White Cop Convicted of Killing His Daughter's Unarmed Black Boyfriend After Three Mistrials
LatestShannon Kepler, a former Tulsa, OK, police officer, was convicted late Wednesday in the shooting death of his daughter’s boyfriend Jeremey Lake.
The conviction comes more than three years after Lake, who was black, was killed by Kepler, who is white. Kepler had been tried three times before for Lake’s death, each case resulting in a hung jury. It was only after Tulsa County District Judge Sharon Holmes instructed jurors in this latest trial to consider first degree manslaughter in place of first degree homicide that the jury was able to reach a verdict, recommending Kepler serve 15 years in prison and pay a $10,000 fine.
While never cited as an official reason for Lake’s death, racial considerations nonetheless became a major factor in Kepler’s trials.

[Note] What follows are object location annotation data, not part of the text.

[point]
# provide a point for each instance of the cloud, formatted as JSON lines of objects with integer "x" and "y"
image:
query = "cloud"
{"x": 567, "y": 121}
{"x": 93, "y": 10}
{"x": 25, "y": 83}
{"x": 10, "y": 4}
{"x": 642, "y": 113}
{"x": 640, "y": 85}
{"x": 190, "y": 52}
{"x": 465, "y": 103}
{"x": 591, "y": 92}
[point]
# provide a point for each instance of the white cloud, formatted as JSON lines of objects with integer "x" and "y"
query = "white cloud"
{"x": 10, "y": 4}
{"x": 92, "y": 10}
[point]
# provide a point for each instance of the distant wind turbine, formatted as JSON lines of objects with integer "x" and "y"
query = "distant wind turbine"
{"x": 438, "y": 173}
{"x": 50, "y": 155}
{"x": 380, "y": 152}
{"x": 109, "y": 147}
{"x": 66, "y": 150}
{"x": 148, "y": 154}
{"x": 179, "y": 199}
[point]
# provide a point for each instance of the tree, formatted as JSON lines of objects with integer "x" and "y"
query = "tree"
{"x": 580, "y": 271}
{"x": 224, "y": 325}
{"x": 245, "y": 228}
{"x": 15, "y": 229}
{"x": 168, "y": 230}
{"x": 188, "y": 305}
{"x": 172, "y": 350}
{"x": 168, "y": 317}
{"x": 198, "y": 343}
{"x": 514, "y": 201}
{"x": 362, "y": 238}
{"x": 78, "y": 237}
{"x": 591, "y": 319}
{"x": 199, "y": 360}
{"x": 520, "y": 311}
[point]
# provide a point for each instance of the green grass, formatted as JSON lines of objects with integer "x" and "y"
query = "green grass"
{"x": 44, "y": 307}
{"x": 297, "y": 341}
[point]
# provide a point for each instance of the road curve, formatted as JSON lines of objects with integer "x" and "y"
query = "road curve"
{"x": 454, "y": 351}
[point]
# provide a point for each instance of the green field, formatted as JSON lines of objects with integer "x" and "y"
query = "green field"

Civil rights activists claimed Kepler’s attorneys were actively trying to minimize the number of black people admitted to the jury in his previous three trials—only one black person sat on each of those juries—while Kepler himself maintained that his Native American heritage negated any accusations of racism.
Lake’s death came just days before Michael Brown was shot and killed in Ferguson, MO, setting off days of protests that would eventually coalesce into the Black Lives Matter movement.
Kepler has long claimed that the shooting stemmed from concern over his daughter’s living situation and fear for her safety after he discovered she was living with Lake. He alleged that he believed Lake was armed and that he fired in self-defense. Kepler was not on duty at the time of Lake’s death, and no weapon was recovered on or near Lake’s body.
Prosecutors, however, refuted those claims.
“Who were you really looking for?” District Attorney Steve Kunzweiler said during the trial. “You weren’t looking for Lisa. You were looking for Jeremey.”
But defense attorney Richard O’Carroll disagrees, claiming the deck was stacked against his client from the start.
“They argued racism without a shred of evidence,” he told The Washington Post, adding that Judge Holmes “was biased from the beginning. I know that sounds like sour grapes, but it’s the truth.”